Before you do any of the lifting, choose one of the following and perform 10-15 total reps over 2-3 sets. This should not take more than 5-10 minutes at most.

  • Box Jumps
  • Broad Jumps
  • Medicine Ball Throws

You can warm up for your work on the Main Lifts with the following sets.

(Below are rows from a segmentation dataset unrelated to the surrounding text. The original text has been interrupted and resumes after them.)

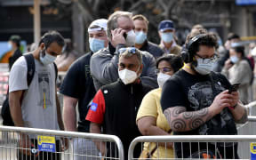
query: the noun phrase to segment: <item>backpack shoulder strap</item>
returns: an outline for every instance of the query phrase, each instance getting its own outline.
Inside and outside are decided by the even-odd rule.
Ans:
[[[54,69],[55,69],[55,82],[57,81],[58,77],[58,68],[55,62],[53,62]]]
[[[32,53],[25,54],[24,55],[25,60],[27,61],[27,68],[28,68],[28,73],[27,73],[27,82],[28,82],[28,86],[30,85],[34,74],[35,74],[35,60],[34,56]]]

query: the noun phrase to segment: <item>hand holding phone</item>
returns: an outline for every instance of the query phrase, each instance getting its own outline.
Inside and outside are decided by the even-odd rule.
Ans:
[[[230,86],[230,88],[228,89],[228,93],[230,94],[233,92],[236,92],[238,90],[238,88],[239,88],[239,85],[240,85],[239,83],[232,84]]]

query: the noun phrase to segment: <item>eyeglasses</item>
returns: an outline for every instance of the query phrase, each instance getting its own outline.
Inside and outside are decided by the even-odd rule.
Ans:
[[[216,53],[214,53],[213,56],[212,56],[212,57],[202,57],[202,56],[200,56],[199,54],[196,54],[196,55],[197,57],[199,57],[200,59],[202,59],[203,61],[204,61],[204,60],[212,60],[212,61],[215,61],[216,60],[219,59],[219,55],[216,54]]]
[[[157,74],[160,72],[166,73],[166,72],[171,72],[171,71],[172,71],[172,68],[157,68],[156,69]]]
[[[136,48],[135,47],[120,48],[118,50],[120,54],[124,53],[126,51],[128,51],[128,52],[132,53],[132,54],[136,53]]]

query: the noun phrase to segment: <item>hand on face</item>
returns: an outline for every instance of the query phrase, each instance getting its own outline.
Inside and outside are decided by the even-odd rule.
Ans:
[[[231,62],[230,59],[228,59],[228,60],[225,61],[225,66],[224,68],[226,69],[229,69],[231,67],[233,66],[233,63]]]

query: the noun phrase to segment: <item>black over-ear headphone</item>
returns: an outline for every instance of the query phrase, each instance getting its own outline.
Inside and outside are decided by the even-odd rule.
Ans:
[[[189,40],[189,42],[182,47],[182,50],[180,52],[181,57],[183,59],[183,61],[185,63],[190,63],[193,62],[193,55],[195,52],[192,50],[192,45],[198,41],[198,39],[202,38],[203,36],[205,36],[206,34],[200,34],[196,36],[194,36],[192,39]]]

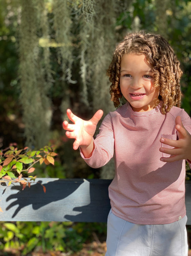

This is optional and can be done with minimal rest between each set.

  • 5 reps @ 40%
  • 5 reps @ 50%
  • 3 reps @ 60%

Main Variations

  • Deadlift Variations

Trap Bar Deadlift Snatch Grip Deadlift Deficit Deadlift Block Deadlift Rack Deadlift Straight Leg Deadlift

  • Squat Variations

Front Squat Box Squat Safety Bar Squat Leg Press Hack Squat

  • Press/Bench Press Variations

Incline Press Dumbbell Bench Press Dumbbell Incline Press Dumbbell Press Swiss Bar (Football Bar) Bench Press Swiss Bar (Football Bar) Incline Press Swiss Bar (Football Bar) Press Close Grip Bench Press Floor Press

Assistance Work

Each day, choose one exercise for each of the three categories below, and perform 50 – 100 reps of it. The number of sets you use to accomplish this is not important. You can do all of your reps for each category one at a time, or to finish your workout faster, you can cycle through a set from each category in a circuit. If you choose a bodyweight exercise and cannot complete at least 50 reps, you can choose a second exercise to finish the total out. If you choose a weighted exercise and cannot complete at least 50 reps, you chose a weight that was too high.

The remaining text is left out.